2025-06-20 マックス・プランク研究所
<関連情報>
- https://www.mpg.de/24908163/human-ai-collectives-make-the-most-accurate-medical-diagnoses
- https://www.pnas.org/doi/10.1073/pnas.2426153122
人間とAIの共同作業が臨床症状を最も正確に診断 Human–AI collectives most accurately diagnose clinical vignettes
Nikolas Zöller, Julian Berger, Irving Lin, +9 , and Stefan M. Herzog
Proceedings of the National Academy of Sciences Published:June 13, 2025
DOI:https://doi.org/10.1073/pnas.2426153122

Significance
Large language models (LLMs) have great potential for high-stakes applications such as medical diagnostics but face challenges including hallucinations, biases, and lack of common sense. We address these limitations through a hybrid human–AI system that combines physicians’ expertise with LLMs to generate accurate differential medical diagnoses. Analyzing over 2,000 text-based medical case vignettes, hybrid collectives outperform individual physicians, standalone LLMs, and groups composed solely of physicians or LLMs, by leveraging complementary strengths while mitigating their distinct weaknesses. Our findings underscore the transformative potential of human–AI collaboration to enhance decision-making in complex, open-ended domains, paving the way for safer, more equitable applications of AI in medicine and beyond.
Abstract
AI systems, particularly large language models (LLMs), are increasingly being employed in high-stakes decisions that impact both individuals and society at large, often without adequate safeguards to ensure safety, quality, and equity.
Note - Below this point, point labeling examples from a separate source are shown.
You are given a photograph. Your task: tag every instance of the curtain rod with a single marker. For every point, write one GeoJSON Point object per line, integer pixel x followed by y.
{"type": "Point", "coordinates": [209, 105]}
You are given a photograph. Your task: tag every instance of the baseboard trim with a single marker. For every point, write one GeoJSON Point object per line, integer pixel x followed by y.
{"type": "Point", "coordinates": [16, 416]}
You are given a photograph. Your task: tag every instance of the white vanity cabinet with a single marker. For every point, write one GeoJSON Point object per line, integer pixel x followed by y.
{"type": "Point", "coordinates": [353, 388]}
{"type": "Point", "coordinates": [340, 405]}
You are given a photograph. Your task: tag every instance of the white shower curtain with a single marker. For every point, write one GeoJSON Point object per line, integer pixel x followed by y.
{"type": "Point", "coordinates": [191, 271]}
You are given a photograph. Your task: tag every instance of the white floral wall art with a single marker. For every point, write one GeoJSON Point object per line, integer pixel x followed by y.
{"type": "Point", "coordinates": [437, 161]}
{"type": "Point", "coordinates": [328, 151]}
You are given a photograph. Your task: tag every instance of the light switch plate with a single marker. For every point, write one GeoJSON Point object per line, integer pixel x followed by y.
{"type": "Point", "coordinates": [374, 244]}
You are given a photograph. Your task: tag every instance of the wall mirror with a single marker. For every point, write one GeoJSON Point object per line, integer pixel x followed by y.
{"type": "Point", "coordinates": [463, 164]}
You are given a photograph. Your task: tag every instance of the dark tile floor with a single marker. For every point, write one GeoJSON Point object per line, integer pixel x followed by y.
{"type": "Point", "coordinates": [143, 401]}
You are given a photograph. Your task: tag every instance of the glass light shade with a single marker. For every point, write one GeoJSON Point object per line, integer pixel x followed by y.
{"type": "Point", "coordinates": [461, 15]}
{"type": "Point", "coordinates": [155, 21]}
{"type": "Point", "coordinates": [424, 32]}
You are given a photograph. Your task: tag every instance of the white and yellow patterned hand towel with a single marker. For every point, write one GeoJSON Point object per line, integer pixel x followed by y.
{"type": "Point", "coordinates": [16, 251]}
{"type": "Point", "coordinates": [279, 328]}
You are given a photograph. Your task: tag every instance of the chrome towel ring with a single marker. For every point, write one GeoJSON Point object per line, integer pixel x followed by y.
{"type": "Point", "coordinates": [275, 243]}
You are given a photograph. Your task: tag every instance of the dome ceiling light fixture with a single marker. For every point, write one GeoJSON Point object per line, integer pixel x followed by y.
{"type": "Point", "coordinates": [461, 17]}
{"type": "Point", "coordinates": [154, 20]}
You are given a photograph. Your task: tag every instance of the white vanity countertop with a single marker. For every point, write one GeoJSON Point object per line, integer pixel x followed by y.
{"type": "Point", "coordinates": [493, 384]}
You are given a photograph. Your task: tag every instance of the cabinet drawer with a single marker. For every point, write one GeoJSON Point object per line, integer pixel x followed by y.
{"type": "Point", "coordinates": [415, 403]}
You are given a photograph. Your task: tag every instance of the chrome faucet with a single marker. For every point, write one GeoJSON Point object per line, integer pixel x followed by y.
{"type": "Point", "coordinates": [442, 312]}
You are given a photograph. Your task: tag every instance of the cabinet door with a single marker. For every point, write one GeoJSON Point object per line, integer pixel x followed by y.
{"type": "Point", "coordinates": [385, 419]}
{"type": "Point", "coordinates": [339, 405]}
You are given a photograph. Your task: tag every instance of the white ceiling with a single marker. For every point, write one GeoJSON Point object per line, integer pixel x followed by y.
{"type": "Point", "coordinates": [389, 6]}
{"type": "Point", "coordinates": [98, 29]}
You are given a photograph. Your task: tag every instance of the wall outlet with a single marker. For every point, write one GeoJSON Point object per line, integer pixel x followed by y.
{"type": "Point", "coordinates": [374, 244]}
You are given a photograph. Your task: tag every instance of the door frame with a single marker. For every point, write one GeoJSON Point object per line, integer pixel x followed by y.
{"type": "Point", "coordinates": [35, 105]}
Yet LLMs hallucinate, lack common sense, and are biased—shortcomings that may reflect LLMs’ inherent limitations and thus may not be remedied by more sophisticated architectures, more data, or more human feedback. Relying solely on LLMs for complex, high-stakes decisions is therefore problematic. Here, we present a hybrid collective intelligence system that mitigates these risks by leveraging the complementary strengths of human experience and the vast information processed by LLMs. We apply our method to open-ended medical diagnostics, combining 40,762 differential diagnoses made by physicians with the diagnoses of five state-of-the art LLMs across 2,133 text-based medical case vignettes. We show that hybrid collectives of physicians and LLMs outperform both single physicians and physician collectives, as well as single LLMs and LLM ensembles. This result holds across a range of medical specialties and professional experience and can be attributed to humans’ and LLMs’ complementary contributions that lead to different kinds of errors. Our approach highlights the potential for collective human and machine intelligence to improve accuracy in complex, open-ended domains like medical diagnostics.